Wednesday, January 8, 2014

A Perfect Alma* in 15, Maybe 16, Easy Steps

*Perfect being exactly what I had pictured in my mind.
  1. Make size 8 in fashion fabric, adding 2" to hem, based on pattern reviews.  Realize it's too tight to raise arms comfortably. Curse.
  2. Compare back shoulder on pattern to well fitting blouse: realize it's 1/2" too short for comfort.  
  3. Look at pattern.  Size 10 is just right across the back.  Hmm.  Recall previous problems with sewing all long sleeved blouses. Decide it was also unflatteringly tight across belly, muslin entire size 10.
  4. Laugh at ridiculously large purple gingham muslin. Try again.
  5. Grade from 10 at back shoulder and front high bust through the armscye, using 8 for bottom of armscye and below. Keep 2" added length. Straighten out side seam shaping. Muslin that in badly dyed green plaid. Omit zipper, because it can slide over head.
    altered armscye

    straightened side seam
  6. Ah, much better arm movement.  Except--tidal pool thing going on with front when arms raised over head. Fabric rushes up with arm tide movement, then gets stuck in one giant fold above breasts when arms lowered.  Yank down front; muse for a while.  
  7. Add caption
  8. Pick top ends of front darts so fabric doesn't high-center across bust.  Raise arms, then lower: Success!  Lower dart top by two inches on pattern. 
  9. Critically study sleeves and arms.  Self-diagnose slightly forward shoulders. Rotate sleeve cap to provide more ease at front of shoulder.  Decide it was better before.
  10. Go to bookstore and buy fitting guide. Read that perfect fit may need to be compromised for ease of movement.  Remember that writing on whiteboard in front of children is a job requirement.  Cut into 2nd fashion fabric with bodice as planned.
         
  11. Test fit.  Decide to deepen back darts by 1/4" each, resulting in removing 1" of fabric across back waist.  Add zipper, noting it is much easier this time with straight-er side seams.  Test fit, do happy dance.  Mark back dart alteration on pattern.  
    back view with deepened darts
  12. Muse on using sleeve as originally drafted vs. one with ease shifted 1/4" toward front.  Realize that last of tracing paper was used on tracing size 10 bodice, and cannot retrace sleeve pattern. Decide to go with altered draft.

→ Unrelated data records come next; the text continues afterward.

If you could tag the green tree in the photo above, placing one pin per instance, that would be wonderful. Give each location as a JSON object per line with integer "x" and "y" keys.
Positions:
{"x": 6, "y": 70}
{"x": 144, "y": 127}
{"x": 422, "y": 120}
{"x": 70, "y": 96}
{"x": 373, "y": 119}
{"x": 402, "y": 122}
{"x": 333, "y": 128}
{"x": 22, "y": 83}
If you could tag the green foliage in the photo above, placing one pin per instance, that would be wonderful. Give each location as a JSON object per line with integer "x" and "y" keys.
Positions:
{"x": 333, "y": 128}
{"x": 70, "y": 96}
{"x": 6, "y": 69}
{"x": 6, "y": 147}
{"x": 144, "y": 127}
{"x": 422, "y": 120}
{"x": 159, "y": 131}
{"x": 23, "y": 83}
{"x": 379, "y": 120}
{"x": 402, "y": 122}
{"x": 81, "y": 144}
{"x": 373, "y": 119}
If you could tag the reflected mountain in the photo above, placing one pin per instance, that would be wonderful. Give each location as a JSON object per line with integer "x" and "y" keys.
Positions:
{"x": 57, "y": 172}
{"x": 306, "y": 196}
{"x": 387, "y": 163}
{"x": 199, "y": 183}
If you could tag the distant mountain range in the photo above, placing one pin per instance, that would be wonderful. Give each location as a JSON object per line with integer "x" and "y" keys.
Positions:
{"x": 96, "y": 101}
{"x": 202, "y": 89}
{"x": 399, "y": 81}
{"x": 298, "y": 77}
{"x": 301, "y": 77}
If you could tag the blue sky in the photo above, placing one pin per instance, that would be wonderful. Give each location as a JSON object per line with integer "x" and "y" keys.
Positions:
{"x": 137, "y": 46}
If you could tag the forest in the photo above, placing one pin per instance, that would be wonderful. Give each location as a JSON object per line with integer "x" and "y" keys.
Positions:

Perhaps issues were with construction, not pattern.
  13. Nope, sleeve still not great.  Realize should have used a size 10 sleeve, but too late now.  Fudge armscye seams by sewing shallower allowances.  Not perfect, but still not great. Settle for just OK.
  14. Finish shirt with additional top-stitching, and narrow hem.
  15. Retrace size 10 sleeve for next iteration.
  16. Go sew knits for while.
  17. (Optional) Pose ninja/gangsta style for pictures with locals.


Just the Facts:

Fabric: Cotton/hemp blend purchased at the amazing Kaplan's over the summer
Notions: interfacing for collar facing, invisible zip, knit stabilizer for zipper opening
Time to complete: It's a good thing I don't pay myself by the hour.  Time spent in Research and Development always pays off in the end, though, right?
Bonus: that invisible side zip? Rates a solid A on the Erin McKean Dress A Day Zipper Grading System.  Boo-yah.


2 comments:

  1. OMG I laughed so hard. I thought I was the only one that went nuts with patterns that way! Yours came out great though, fantastic fit.

    ReplyDelete
    Replies
    1. Thanks! I still find myself giving that pattern the stink eye when we cross paths, but I'm determined to make it like me or die trying. Or, you know, shuffle it down to the bottom of the stack.